LDAP-UX Integration B.04.20 Release Notes (April 2010 Update)
3.4.3 Configuring for Use with Microsoft Windows Active Directory Server
The LDAP-UX Client Services provides default attributes and search descriptor settings to work
with Microsoft Windows Services for UNIX 3.0 or 3.5 (SFU 3.0/SFU3.5) when working with the
Windows 2003/2003 R2/2008 Active Directory Server.
Windows 2003 R2/2008 Active Directory Server provides the ADS 2003 R2’s RFC2307 schema
which is compliant with the IETF RFC2307 standard.

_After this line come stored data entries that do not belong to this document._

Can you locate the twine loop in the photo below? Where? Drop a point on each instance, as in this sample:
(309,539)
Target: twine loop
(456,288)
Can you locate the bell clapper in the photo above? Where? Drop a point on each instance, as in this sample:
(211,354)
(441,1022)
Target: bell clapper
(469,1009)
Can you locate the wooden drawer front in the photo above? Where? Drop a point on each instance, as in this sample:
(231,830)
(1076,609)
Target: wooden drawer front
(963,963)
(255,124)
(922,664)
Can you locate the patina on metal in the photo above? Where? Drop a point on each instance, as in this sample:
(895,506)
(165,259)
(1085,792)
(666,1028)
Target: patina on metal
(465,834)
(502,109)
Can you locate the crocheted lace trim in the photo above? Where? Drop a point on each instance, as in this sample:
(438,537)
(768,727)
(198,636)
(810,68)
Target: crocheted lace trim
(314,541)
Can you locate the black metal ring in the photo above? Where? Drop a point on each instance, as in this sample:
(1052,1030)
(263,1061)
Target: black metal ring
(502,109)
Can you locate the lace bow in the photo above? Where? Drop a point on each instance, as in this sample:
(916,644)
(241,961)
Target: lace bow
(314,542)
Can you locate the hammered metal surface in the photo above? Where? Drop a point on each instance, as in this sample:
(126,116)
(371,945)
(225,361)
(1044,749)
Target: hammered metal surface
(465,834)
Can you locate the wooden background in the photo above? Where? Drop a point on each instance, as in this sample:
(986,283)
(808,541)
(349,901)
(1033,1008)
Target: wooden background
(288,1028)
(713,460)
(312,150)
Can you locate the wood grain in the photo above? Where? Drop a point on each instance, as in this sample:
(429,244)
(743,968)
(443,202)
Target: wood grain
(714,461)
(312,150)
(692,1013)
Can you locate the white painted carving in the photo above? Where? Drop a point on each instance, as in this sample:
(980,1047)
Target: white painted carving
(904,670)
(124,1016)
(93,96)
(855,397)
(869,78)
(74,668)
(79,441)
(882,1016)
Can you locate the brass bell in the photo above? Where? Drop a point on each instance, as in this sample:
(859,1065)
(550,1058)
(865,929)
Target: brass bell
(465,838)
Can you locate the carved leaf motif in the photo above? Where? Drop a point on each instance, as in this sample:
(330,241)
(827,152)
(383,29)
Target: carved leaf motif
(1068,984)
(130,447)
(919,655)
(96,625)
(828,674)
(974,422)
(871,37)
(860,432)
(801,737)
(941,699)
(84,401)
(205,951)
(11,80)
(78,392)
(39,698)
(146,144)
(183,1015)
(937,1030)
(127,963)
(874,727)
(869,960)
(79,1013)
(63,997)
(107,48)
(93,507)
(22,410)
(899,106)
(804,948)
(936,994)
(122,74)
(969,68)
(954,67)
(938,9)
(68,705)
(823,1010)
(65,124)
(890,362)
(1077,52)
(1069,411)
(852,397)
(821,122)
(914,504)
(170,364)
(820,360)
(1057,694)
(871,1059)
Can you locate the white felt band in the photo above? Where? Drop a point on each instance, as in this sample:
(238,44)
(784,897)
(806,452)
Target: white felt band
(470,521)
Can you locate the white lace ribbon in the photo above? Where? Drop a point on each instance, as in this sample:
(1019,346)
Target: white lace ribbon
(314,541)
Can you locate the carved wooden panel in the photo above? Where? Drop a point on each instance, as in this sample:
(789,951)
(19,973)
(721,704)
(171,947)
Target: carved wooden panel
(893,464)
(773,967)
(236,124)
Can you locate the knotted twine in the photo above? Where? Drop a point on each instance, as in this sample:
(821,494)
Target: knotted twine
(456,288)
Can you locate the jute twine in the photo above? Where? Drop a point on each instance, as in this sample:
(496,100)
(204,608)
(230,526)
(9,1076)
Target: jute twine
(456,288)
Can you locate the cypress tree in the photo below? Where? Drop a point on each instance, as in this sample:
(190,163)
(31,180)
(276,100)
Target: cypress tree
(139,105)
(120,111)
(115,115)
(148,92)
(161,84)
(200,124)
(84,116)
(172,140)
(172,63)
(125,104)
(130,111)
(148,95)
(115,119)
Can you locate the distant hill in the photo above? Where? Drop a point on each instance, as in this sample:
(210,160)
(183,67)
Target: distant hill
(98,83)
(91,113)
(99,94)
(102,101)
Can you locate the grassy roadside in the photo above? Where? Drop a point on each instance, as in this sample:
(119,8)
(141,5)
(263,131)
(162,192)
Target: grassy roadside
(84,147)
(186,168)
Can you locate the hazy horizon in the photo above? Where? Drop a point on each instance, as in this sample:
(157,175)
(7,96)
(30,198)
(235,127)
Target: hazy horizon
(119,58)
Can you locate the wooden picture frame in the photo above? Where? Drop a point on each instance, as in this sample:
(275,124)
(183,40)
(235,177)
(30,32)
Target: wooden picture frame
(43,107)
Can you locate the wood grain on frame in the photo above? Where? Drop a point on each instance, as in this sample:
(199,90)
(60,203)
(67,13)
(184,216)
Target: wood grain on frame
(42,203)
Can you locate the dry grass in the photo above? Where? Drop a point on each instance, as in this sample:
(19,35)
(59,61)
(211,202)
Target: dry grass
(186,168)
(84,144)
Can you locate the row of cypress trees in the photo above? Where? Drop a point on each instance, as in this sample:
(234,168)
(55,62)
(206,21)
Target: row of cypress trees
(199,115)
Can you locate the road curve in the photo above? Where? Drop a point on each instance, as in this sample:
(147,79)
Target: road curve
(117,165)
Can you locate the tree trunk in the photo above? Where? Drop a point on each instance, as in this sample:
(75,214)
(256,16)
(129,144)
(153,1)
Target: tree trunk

If you use SFU 2.0 with Microsoft Windows 2003 ADS, you must run setup to select SFU 2.0
before running migration. Alternately, you can manually re-link the attribute configuration file
to SFU 2.0 before running migration. Use the following command to switch to SFU 2.0:
ln -fs /etc/opt/ldapux/default_profile_attr_ads_sfu2.ldif \
/etc/opt/ldapux/default_profile_attr_ads.ldif
If you use R’2 RFC 2307 schema with Windows 2003 R2/2008 ADS, you must run setup to select
RFC2307 before running migration. Alternately, you can manually re-link the attribute
configuration file to RFC2307 before running migration. Use the following command to switch
to RFC2307:
ln -fs /etc/opt/ldapux/default_profile_attr_ads_winr2.ldif \
/etc/opt/ldapux/default_profile_attr_ads.ldif
LDAP-UX Client Services will also use SFU 3.0/3.5 in the absence of the softlink
/etc/opt/ldapux/defualt_profile_attr_ads.ldif.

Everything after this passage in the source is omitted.